米CNNなどテレビニュースは一斉にこのニュースを伝え、ちょうど議会公聴会に出席したマイク・ポンペオ国務長官の発言を中継で報じた。ポンペオはCIA(米中央情報局)長官時代から2度、金正恩に会うなど、重要な役割を担っていた。
公聴会の冒頭、ポンペオは、マスコミですでに報じられていたトランプ大統領から金正恩への書簡を読み上げた。
その中でトランプは会談をキャンセルする理由を、北朝鮮の「激しい怒りと、あらわな敵意」と挙げている。具体的には、トランプは24日に北朝鮮外務省の崔善姫(チェ・ソンヒ)外務次官が発表した「米国は会談の部屋で私たちと向き合うか、もしくは、核と核のぶつかり合いで向き合うか、それは完全に米国の言動と決定に委ねられている」というコメントや、マイク・ペンス副大統領に対する「無知で愚か」というコメントに憤慨したと見られている。

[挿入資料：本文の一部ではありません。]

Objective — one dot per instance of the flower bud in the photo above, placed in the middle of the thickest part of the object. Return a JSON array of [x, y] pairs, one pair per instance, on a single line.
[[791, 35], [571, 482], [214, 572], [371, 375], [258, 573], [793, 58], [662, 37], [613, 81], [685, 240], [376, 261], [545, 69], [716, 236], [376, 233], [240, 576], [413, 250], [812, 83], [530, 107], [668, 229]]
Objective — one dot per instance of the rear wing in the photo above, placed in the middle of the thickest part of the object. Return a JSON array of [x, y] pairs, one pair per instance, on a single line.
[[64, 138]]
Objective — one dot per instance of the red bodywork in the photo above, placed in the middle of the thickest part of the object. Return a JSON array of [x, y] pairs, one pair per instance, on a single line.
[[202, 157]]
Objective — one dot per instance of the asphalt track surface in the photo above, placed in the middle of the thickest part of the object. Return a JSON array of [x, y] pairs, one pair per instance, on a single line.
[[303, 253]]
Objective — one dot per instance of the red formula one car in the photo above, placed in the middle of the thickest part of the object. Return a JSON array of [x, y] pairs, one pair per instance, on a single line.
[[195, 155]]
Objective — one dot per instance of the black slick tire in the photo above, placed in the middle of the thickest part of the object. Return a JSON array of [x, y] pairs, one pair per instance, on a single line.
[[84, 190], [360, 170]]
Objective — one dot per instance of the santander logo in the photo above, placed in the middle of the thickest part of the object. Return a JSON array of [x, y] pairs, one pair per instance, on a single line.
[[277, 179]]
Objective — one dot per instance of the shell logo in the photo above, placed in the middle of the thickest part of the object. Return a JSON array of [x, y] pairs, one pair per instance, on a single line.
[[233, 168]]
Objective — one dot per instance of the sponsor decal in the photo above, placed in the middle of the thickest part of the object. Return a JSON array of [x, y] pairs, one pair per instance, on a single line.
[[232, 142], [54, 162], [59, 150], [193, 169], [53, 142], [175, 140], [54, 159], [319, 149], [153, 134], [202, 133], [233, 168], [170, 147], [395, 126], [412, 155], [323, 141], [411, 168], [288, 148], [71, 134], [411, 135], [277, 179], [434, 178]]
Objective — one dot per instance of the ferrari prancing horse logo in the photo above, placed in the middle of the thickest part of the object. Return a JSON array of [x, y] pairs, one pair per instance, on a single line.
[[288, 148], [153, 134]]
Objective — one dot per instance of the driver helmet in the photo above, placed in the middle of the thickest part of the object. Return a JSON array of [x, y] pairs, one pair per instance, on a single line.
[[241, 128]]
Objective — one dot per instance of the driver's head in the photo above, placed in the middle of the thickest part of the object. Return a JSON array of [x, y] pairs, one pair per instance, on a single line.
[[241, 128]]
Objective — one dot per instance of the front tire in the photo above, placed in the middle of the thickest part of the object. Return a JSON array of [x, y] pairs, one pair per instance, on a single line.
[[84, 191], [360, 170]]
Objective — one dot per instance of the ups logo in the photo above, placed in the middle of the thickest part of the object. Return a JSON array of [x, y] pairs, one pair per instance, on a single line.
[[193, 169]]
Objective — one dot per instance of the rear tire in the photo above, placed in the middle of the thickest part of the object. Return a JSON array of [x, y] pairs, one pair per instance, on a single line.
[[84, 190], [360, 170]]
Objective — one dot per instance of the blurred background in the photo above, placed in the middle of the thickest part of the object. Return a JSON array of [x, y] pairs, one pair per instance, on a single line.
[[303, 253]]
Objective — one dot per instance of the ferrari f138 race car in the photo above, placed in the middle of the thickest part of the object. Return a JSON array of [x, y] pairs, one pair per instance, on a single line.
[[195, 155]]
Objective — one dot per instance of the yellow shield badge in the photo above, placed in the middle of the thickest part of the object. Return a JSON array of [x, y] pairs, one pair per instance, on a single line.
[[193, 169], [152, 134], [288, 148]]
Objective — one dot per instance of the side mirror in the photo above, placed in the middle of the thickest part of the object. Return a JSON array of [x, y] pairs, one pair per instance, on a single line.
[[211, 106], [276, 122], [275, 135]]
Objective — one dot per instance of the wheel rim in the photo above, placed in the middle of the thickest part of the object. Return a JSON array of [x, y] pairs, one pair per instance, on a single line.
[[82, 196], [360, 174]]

北朝鮮側は、ジョン・ボルトン大統領補佐官やマイク・ペンス副大統領が、北朝鮮の非核化に「リビア・モデル」を主張していたことなどに反発していた。(ちなみに中国の習近平(シー・チンピン)国家主席が金正恩に、トランプに強固な姿勢を見せるようアドバイスしたとも漏れ伝わっている)
そこで今、注目されるのはやはり次の動きだろう。米朝関係はいったいどこに向かうのか。
筆者は最近、アメリカで政府関係者などへの取材を行ってきたばかりだが、その際の感触などから、いくつかの考えられるシナリオを見ていきたい。
まずはおそらく日本でも関心が高い、米朝の軍事衝突に発展する可能性だ。結論から言うと、その可能性は低いと言えそうだ。
最大の理由は、結局、アメリカは北朝鮮に対する軍事攻撃に乗り出す決断はできないからだ。筆者はこれまで、アメリカで何人もの米軍や政府関係者らにその理由を問うてきたが、アメリカが北朝鮮を攻撃したら、韓国のソウルは火の海になり、米国民を含む大勢が命を落とすことになるからだと彼らは主張していた。米議会の調査でも、北朝鮮は1分間に1万発のミサイルをソウルに打ち込むことができるという。さらには、日本が被害を受ける可能性もあるとの指摘もあった。
だからこそ、これまでの歴代大統領も、北朝鮮への軍事攻撃は決断できなかったのだ。トランプ政権も然りだ。